A trader at the Egyptian stock exchange in Cairo (Reuters)
A trader at the Egyptian stock exchange in Cairo (Reuters)

The escalating conflict between Israel and Iran cast a heavy shadow over Arab financial markets on Sunday, triggering sharp selloffs, particularly in the Gulf. Investors fled risk amid fears of a prolonged confrontation, though some analysts pointed to potential recoveries in select regional markets should oil prices continue to rise.

Oil surged on Friday as Israel launched strikes against Iranian targets, with prices jumping as much as 13%. Global financial institutions now expect further increases if hostilities persist. JPMorgan forecasts oil could hit $130 per barrel, while Rystad Energy projects prices may soar to $150.

Israel’s strikes reportedly targeted nuclear facilities and ballistic missile factories inside Iran. Tehran retaliated with attacks on Israeli territory and canceled nuclear talks slated for Sunday, negotiations that the US described as the only viable path to halting Israel’s bombing campaign.

Gulf stock markets reacted immediately. The Saudi market, the region’s largest, fell 1%, hitting a 12-month low, with bank stocks leading the decline. Al Rajhi Bank dropped 1.5%, dragging the main index lower. The market had initially plunged by nearly 3.8% before trimming losses after Aramco shares rose 2%.
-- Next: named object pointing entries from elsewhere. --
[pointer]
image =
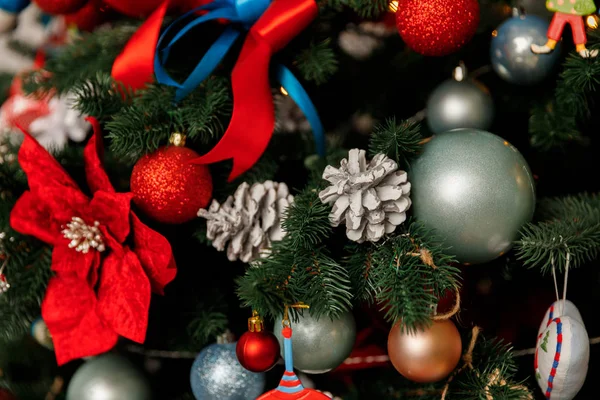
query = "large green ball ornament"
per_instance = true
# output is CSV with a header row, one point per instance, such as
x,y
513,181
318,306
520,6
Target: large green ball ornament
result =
x,y
108,377
475,190
320,345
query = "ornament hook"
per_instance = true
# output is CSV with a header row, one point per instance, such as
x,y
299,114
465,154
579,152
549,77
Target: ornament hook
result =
x,y
460,72
286,317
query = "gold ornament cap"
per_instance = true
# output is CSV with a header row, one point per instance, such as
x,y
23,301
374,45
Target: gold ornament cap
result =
x,y
255,322
177,139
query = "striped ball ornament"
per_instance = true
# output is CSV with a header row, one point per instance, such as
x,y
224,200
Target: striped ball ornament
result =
x,y
562,352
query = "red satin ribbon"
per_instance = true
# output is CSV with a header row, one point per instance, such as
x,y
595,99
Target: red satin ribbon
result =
x,y
253,119
134,67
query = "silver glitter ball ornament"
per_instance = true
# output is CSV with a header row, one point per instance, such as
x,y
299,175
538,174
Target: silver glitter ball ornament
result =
x,y
475,190
459,104
108,377
318,346
217,375
511,53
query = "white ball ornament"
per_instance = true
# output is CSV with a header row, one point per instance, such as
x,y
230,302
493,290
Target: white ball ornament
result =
x,y
562,352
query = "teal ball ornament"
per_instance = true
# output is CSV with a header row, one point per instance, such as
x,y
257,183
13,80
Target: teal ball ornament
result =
x,y
39,331
459,104
475,190
217,375
511,54
108,377
320,345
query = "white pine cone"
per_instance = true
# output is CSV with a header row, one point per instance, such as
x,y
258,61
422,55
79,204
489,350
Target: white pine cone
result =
x,y
248,221
371,199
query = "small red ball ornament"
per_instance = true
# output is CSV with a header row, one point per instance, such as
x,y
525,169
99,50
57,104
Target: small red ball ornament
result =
x,y
167,187
257,350
134,8
437,27
60,6
89,16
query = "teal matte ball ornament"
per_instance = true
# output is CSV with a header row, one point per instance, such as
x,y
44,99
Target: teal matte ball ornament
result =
x,y
475,190
320,345
108,377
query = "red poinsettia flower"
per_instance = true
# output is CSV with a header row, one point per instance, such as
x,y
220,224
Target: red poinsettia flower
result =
x,y
101,288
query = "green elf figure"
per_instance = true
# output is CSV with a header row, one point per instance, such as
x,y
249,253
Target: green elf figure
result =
x,y
568,12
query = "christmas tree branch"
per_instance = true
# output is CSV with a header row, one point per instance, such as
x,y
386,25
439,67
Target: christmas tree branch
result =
x,y
148,122
568,226
410,274
556,122
365,8
317,62
401,141
299,268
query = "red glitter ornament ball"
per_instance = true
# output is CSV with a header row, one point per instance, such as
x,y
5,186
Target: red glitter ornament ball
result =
x,y
437,27
134,8
168,188
258,351
60,6
94,13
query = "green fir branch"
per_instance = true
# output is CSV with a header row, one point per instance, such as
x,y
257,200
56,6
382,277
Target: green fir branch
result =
x,y
359,262
407,287
571,226
317,62
550,128
148,122
400,141
557,123
101,96
365,8
299,268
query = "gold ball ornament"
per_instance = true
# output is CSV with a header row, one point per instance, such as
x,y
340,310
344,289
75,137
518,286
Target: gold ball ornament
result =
x,y
425,356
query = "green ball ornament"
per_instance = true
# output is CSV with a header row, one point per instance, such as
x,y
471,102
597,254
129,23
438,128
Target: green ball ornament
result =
x,y
108,377
475,190
40,333
320,345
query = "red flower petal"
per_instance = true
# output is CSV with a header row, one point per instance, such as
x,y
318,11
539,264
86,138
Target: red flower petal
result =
x,y
112,211
31,216
94,170
69,310
48,180
155,254
72,262
124,295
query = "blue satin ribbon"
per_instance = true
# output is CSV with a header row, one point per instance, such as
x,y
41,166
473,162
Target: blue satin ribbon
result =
x,y
14,6
243,14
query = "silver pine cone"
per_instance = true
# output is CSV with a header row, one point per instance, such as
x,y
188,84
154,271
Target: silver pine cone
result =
x,y
371,199
247,222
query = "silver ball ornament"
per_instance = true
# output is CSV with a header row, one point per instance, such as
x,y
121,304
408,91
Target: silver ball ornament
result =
x,y
217,375
108,377
475,190
511,53
320,345
459,104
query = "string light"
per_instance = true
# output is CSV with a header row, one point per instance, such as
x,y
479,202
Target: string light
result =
x,y
592,21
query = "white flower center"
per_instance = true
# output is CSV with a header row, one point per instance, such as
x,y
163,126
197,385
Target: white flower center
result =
x,y
84,237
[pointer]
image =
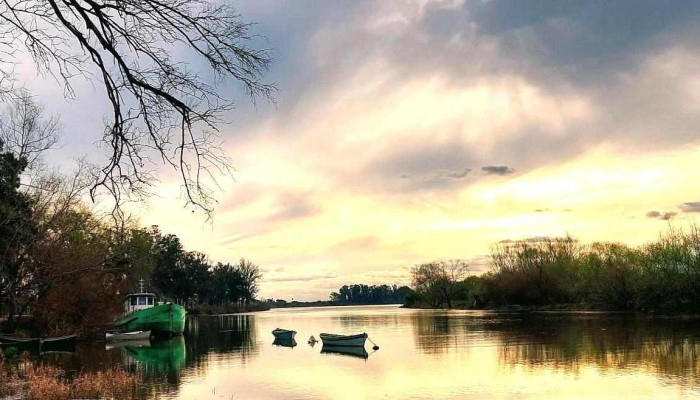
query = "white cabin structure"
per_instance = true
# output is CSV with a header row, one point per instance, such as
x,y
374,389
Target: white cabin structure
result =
x,y
139,301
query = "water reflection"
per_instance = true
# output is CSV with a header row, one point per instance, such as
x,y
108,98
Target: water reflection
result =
x,y
358,352
425,354
284,342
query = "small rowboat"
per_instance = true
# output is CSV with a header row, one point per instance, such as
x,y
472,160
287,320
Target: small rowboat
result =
x,y
18,340
283,334
59,343
284,342
121,336
354,351
343,340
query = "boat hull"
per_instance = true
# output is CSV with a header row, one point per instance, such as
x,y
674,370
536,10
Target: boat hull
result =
x,y
139,335
344,340
283,334
163,319
351,351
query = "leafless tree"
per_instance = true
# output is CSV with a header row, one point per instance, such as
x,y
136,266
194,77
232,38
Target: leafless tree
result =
x,y
158,105
251,277
437,281
26,131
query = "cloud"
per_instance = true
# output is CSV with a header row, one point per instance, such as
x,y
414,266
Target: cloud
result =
x,y
664,216
497,170
691,207
302,277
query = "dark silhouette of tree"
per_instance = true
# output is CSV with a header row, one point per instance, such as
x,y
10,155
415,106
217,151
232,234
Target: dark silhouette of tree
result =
x,y
371,294
438,281
17,232
158,105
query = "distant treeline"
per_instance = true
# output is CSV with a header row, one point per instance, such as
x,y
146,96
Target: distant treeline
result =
x,y
371,294
68,268
662,276
353,295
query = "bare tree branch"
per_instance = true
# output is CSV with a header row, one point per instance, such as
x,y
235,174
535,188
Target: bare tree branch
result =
x,y
158,105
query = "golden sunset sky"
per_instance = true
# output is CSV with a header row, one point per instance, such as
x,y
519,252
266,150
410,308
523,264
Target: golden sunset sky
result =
x,y
409,131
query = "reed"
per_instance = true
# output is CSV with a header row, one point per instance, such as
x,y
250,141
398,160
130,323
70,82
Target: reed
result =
x,y
31,381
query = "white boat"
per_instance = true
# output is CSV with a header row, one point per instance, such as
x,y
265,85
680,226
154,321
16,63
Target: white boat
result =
x,y
121,336
280,333
343,340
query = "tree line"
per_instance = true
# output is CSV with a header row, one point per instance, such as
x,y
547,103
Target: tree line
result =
x,y
661,276
68,266
371,294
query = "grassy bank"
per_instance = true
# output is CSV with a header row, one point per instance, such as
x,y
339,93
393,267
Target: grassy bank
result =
x,y
228,308
561,273
28,380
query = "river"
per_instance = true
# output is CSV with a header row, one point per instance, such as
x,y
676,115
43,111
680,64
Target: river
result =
x,y
423,354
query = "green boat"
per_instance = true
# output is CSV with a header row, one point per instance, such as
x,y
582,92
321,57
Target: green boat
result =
x,y
143,313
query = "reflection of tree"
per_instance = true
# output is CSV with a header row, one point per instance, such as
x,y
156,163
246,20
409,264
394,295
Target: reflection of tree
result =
x,y
435,333
668,347
233,334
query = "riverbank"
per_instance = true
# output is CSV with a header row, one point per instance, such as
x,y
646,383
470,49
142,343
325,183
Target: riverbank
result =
x,y
228,308
26,380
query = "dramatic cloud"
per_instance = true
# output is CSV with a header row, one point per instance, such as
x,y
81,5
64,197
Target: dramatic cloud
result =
x,y
371,160
665,216
690,207
497,170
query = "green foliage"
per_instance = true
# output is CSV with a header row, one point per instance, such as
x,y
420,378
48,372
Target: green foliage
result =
x,y
371,294
662,276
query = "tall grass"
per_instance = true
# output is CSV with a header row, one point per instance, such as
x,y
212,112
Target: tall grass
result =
x,y
32,381
662,276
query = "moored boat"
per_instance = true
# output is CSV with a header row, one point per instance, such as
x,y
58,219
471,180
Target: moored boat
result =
x,y
143,313
284,342
343,340
123,336
57,343
280,333
352,351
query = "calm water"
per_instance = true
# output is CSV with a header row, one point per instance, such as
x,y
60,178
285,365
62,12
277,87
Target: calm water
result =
x,y
423,355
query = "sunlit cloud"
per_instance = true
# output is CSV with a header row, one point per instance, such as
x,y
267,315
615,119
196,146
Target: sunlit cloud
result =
x,y
411,131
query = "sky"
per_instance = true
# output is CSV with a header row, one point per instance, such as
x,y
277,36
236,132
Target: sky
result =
x,y
411,131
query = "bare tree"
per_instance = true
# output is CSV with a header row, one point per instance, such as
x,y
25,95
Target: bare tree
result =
x,y
251,276
437,281
158,105
26,131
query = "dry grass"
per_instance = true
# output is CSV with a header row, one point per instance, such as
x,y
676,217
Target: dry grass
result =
x,y
45,382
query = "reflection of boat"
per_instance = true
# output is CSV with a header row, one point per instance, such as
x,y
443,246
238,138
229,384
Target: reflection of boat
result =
x,y
52,344
280,333
352,351
159,356
128,343
58,344
284,342
343,340
138,335
5,340
143,313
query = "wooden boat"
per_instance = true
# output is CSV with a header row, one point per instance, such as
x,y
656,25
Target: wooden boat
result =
x,y
128,343
143,313
280,333
18,340
48,340
284,342
351,351
121,336
343,340
58,343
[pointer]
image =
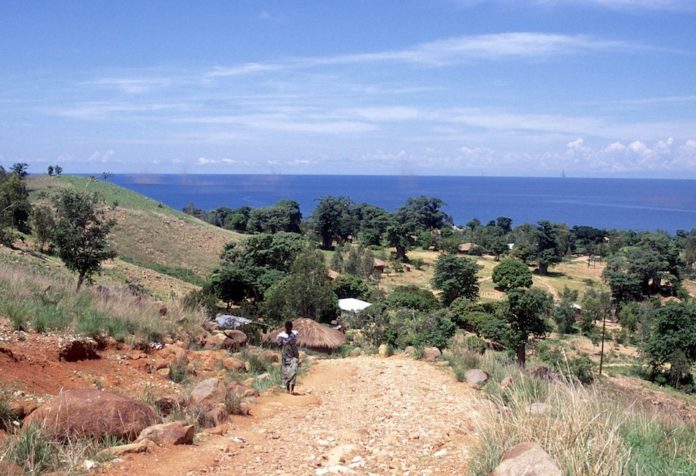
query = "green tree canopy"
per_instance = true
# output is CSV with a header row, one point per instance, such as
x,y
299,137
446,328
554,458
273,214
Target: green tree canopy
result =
x,y
672,339
305,292
527,309
412,297
456,277
81,233
511,273
333,219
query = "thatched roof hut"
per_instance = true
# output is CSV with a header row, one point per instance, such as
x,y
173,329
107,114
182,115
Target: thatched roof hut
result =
x,y
313,335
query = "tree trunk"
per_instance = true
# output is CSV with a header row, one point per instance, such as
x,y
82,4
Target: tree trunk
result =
x,y
521,354
326,242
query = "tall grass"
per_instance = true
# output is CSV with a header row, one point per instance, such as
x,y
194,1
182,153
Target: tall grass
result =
x,y
587,431
34,301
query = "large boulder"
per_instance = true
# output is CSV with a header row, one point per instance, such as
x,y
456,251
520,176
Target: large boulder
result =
x,y
208,393
241,390
527,459
79,349
476,376
77,413
238,338
175,433
431,354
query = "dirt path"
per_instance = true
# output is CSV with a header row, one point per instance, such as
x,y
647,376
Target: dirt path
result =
x,y
362,415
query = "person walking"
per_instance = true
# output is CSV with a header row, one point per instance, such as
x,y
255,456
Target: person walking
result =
x,y
290,357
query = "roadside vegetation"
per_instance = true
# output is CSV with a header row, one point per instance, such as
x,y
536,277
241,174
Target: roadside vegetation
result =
x,y
581,303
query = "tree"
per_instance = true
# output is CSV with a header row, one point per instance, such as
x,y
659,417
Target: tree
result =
x,y
511,273
672,339
42,225
333,220
425,213
81,234
526,311
456,277
412,297
546,251
305,292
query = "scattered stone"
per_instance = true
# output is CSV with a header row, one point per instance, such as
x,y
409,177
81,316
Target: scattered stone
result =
x,y
238,339
76,413
231,364
241,390
175,433
539,408
264,377
476,376
79,349
166,405
115,451
208,393
544,373
527,459
431,354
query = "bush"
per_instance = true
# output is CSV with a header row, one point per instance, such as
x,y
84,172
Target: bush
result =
x,y
412,297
Qatar’s benchmark index tumbled 3.2%, its steepest one-day drop since April, with every listed company ending in the red. Qatar National Bank, the Gulf’s largest lender, declined 4.2%, while Qatar Gas Transport Company lost 3.3%.

Kuwait’s stock exchange posted its worst daily performance since April, with the premier market index sliding 3.9%, its sharpest drop since April 6.

Markets in the UAE, which operate on Fridays, were among the first to react to the conflict. Abu Dhabi’s index fell 1.34%, while Dubai’s dropped 1.87% during Friday trading. Oman’s Muscat Stock Exchange declined 0.87%, and Bahrain’s bourse slid 0.81%.

Egypt, already grappling with economic challenges, saw its main index plummet 7% at the start of Sunday’s session before paring losses to close down 4.6%. The sharp decline was driven by a wave of regional selling as investors assessed the broader implications of a potential war in the Middle East.